Touch Education

There is a potential revolution in every touch. Understandably feared by the hierarchy, touch is wild. A staggering amount of information is exchanged, for we both give and receive when we touch. The traditional response of vested power has been to constrain, eliminate or marginalize touch.

At least since Descartes, and likely for a millennium prior, we in the West have elevated the spirit and the mind. We denigrate the body. There is political convenience to this stand. When a populace is suffering to survive, leaders can direct attention away from themselves and toward a readily available enemy, the body. As a symbol of all that is brutish and base, the body serves as a target for frustration and a repository for powerlessness.

This creates a divisiveness that suits the rule of force. We know so little about the people around us, and fear them so deeply, because we do not touch them. We lack the natural sense of who we interact with, and instead face a large set of abstract characters in a social drama that becomes a hideous dance of terrified automatons.

With this strategy, we have come close to annihilating our world. Our loss of inherent sense of the earth beneath our naked feet (our soles) informs our alienation. We have made choices so coldly destructive that there is serious question about the continued viability of humanity and a massive number of other species.

Touch is given and received directly through this body. There can be no pretense of virtual touch, of abstract touch, or realistically of touch by proxy. Thus the aspersions cast by our political structures on the body have come to color all awareness of touch.

Yet when we attribute deep powerful meaning to a moment or interaction, we say we are touched. On some level, we know the cogent and poignant validity of touch.

Walt Whitman wrote, “your very flesh shall be a great poem…”

Given a set of magnetized letters on a refrigerator, and left to our own devices for enough time, some of us might come to understand Whitman or emulate him, but it seems vastly more efficient to have some clues, and some set of organized instruction. We are taught how to read, how to organize letters into worlds and sentences. We are taught how to comprehend and hopefully, how to think critically.

Why do we assume we know how to give and receive touch effectively? We train other communication! It takes years to learn to read and write, and to be a competent writer takes most at least decade more. Likewise it takes years to develop the skills to survive as an independent person. Yet, in this society we blithely assume that touch is different, that it is some purely instinctive behavior that has no component of skill that is attained by learning.

The choice to marginalize touch clearly has not worked well. The power of physical communication with others and the environment is a tool with incredible potential. Rather than abstract ourselves from our natural bodily engagement with life, we can apply our minds to the task of organizing the overwhelming (and thus feared), transforming it into the exciting, the workable, and ultimately the deeply re-assuring.

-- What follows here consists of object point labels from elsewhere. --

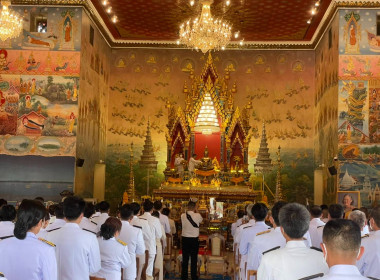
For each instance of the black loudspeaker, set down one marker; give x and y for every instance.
(80, 162)
(333, 170)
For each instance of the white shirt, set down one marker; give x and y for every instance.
(77, 252)
(57, 224)
(6, 229)
(369, 263)
(188, 230)
(235, 225)
(343, 272)
(132, 235)
(314, 224)
(164, 220)
(294, 261)
(263, 243)
(148, 233)
(88, 225)
(114, 256)
(30, 259)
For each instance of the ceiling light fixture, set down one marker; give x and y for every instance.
(10, 22)
(205, 32)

Touch is individualized. We perceive according to our bodily state, which includes our motor skills and choices. The irrevocably subjective nature of touch makes it free of external domination. While I can decree how you will be touched by me or others, I can not control how you will choose to organize your perception of that touch. And if I choose to touch you, I can control how I give that touch, but I can not limit the amount of information about my worldly presence that the act of touching will transmit.

Educating ourselves to give and receive touch must include supporting each student in finding useful organization of the data. This will be different for each individual. We can not give solutions for others, but we can share useful questions to help create meaning.

This use of inquiry may amount to a Socratic method for physical education. By shifting away from a work model (how you can be of use to others), to a experiential model (how am I connected to the world), a delicious paradox emerges. We become conscious of being more than human resources, and thus become more resourceful.

As we claim autonomy, we become more sophisticated in our interactions. We can offer more, for we are no longer committing to serving the abstract, be that external power or internalized voices of alienation and denigration of an embodied self. Our increased potency is born of a sense of reality grounded in things we actually touch, feel and allow ourselves to experience fully.

To ignore the possibility of informing our touch is to abandon huge potential. It may be that all moments in history are critical junctures. Surely this is one. Let us summon the combined will of billions to heal our connection to self, to others and to our world.